Myth 1: “Suboxone® is a Gateway to Other Addictions”
Those who are not familiar with how opioid withdrawal prescription medications work or who may not be aware of the importance of these medications in opioid withdrawal treatment often assume that Suboxone® is another prescription drug that serves as a gateway to further addiction with other prescription medications. However, the common saying that medication-assisted treatment replaces one drug with another is wrong and explains the resistance to this treatment. Suboxone® is a common form of medication-assisted treatment for opioid addiction treatment and is approved by the FDA. There are also several reliable facilities that provide opioid addiction treatment with the help of Suboxone®, including AppleGate Recovery.
Myth 2: “Suboxone® Gives the Same high as Heroin”

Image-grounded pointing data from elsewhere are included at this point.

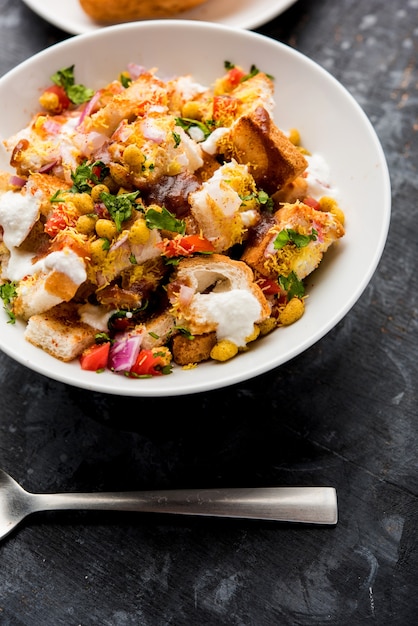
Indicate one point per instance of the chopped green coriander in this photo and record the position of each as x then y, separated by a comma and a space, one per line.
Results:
77, 93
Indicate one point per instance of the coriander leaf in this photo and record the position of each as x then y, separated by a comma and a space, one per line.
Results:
164, 220
7, 294
288, 235
186, 123
87, 175
77, 93
119, 207
292, 285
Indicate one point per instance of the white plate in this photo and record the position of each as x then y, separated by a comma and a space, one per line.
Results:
70, 17
307, 97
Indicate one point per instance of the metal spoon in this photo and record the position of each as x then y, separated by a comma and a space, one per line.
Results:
311, 505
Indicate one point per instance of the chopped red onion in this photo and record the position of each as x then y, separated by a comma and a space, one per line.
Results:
123, 352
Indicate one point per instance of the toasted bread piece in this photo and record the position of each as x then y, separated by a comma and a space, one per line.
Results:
158, 330
59, 332
217, 294
192, 350
109, 11
263, 257
270, 155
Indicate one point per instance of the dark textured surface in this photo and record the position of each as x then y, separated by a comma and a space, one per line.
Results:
344, 413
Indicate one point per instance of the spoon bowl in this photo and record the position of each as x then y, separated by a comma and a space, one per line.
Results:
310, 505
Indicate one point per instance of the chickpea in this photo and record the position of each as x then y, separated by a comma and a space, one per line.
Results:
224, 350
98, 254
293, 311
85, 224
139, 232
326, 203
106, 229
83, 203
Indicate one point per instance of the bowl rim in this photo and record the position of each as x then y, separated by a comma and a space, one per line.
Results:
168, 385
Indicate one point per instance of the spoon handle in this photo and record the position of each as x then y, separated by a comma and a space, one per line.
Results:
312, 505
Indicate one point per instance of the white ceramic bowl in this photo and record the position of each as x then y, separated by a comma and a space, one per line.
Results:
308, 98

Another popular myth about Suboxone® is that it can cause a highly euphoric state in those who take the medication. While Suboxone® may create a slight euphoric effect that can make some individuals tired, it has a much weaker side effect than the elevated state of euphoria that heroin provides. In fact, most individuals do not report having this feeling after taking Suboxone® because the patient works with their physician to find the appropriate dose.
Myth 3: “You Can Overdose on Suboxone®”
It is very difficult to overdose on Suboxone® alone when compared to other opiates. This is due to the fact that Suboxone® is only a partial opiate receptor agonist, which means that it is a prescription medication that only activates certain parts of the brain with a less intense effect than full agonist opioids, such as morphine or oxycodone. Those who attempt to overdose on Suboxone® may encounter a “ceiling effect”. However, there is a limit on how much opioid receptors are able to be activated by the drug, which makes it less likely for those taking Suboxone® to overdose. This is because the naloxone helps to prevent misuse and causes withdrawal symptoms in the event that someone tries to inject Suboxone®. It also deters people from using other illicit opioids.
Myth 4: “Suboxone® Should Only Be Used for a Short Time”
Practitioners have different views on how long an individual should use Suboxone®. However, there is no supporting evidence that dictates the length of time Suboxone® should be used. However, those prescribed to this medication should follow the recommended time and amounts their doctor prescribes, and let their doctor know if they have any questions or concerns.
Reducing or eliminating the stigma surrounding Suboxone® requires debunking common myths. By helping individuals understand the effectiveness of Suboxone® in treating opioid addiction and that Suboxone® also helps to reduce withdrawal symptoms, these individuals can take advantage of enhanced recovery options for long-term recovery.